Commentary by David F. Larcker, James Irvin Miller Professor of Accounting & Director, Stanford GSB Corporate Governance Research Program; and Brian Tayan, Stanford GSB Case Writer, MBA ’03.
Warren Buffett raised the question of whether corporate directors have an obligation to disclose whether they believe a company’s shares are overvalued or undervalued when selling shares to the public. In an interview with CNBC, Buffett made the following comments regarding the proposed acquisition of Cadbury by Kraft, which includes the sale of stock:
“Kraft issued a 78-page proxy statement close to a month ago. And the sole issue was the issuance of 370 million shares of Kraft stock.
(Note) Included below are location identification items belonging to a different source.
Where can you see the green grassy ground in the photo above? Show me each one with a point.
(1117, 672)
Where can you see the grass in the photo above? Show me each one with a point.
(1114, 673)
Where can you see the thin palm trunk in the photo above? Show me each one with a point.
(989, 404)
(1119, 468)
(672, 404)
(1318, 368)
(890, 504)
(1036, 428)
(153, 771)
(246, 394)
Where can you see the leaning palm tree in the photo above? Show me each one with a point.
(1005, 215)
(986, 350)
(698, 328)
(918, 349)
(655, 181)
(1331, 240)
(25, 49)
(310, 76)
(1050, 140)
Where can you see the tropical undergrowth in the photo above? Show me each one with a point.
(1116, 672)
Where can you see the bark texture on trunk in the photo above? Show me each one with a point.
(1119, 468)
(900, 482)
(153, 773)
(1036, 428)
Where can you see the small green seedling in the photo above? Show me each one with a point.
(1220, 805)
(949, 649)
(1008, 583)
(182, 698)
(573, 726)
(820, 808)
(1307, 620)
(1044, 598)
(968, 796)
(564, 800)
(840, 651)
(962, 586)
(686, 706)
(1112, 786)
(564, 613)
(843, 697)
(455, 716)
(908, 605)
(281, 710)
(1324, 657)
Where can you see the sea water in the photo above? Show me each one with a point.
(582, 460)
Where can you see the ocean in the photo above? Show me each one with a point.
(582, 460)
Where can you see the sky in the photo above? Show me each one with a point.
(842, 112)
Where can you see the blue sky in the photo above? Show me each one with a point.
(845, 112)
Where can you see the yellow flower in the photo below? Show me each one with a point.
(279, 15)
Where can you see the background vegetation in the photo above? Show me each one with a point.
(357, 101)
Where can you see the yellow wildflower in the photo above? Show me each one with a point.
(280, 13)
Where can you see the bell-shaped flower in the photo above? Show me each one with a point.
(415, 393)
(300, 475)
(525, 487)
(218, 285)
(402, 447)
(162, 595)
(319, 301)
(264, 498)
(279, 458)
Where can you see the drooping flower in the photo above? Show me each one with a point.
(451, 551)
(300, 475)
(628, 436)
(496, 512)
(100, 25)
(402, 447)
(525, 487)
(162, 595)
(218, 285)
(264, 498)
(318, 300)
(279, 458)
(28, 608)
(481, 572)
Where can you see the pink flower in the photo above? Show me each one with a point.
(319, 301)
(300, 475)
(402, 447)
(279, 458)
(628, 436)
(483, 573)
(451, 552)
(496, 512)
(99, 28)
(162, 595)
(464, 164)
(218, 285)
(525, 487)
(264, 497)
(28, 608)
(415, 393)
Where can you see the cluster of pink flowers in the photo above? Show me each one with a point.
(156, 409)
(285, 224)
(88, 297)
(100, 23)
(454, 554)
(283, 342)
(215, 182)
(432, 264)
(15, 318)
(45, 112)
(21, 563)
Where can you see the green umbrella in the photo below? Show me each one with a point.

That was the only thing to be voted on. And in 78 pages, they told you about the deal […], and they told you a lot of other things about how the directors recommended this and everything else. There’s one thing that they didn’t tell you. They didn’t tell you […] how the directors felt about the value of Kraft stock. Now, after I came out and said Kraft stock was significantly undervalued, the directors immediately came out and said they thought it was significantly undervalued, too. What point could possibly be more important when asking shareholders to vote on issuing 370 million shares [than] the directors’ views on whether they were going to get fair value for these shares? In other words, if the directors thought those shares were significantly undervalued, when they issued that proxy statement, I think they had the duty to tell shareholders that they felt that way.”
Companies are required to receive a fairness opinion from third-party professionals that attest to the value of an acquisition. And yet they do not issue a fairness opinion in conjunction with the sale of their own shares. One exception: Buffett himself and his partner Charlie Munger who wrote the following in the prospectus materials associated with the sale of Berkshire Hathaway Class B shares in 1996: “Berkshire’s stock is not undervalued at the current market price. Neither Mr. Buffett nor Mr. Munger would buy shares at that price, nor would they recommend that their families or friends do so.” (Warren Buffett interview with CNBC, January 20, 2010.)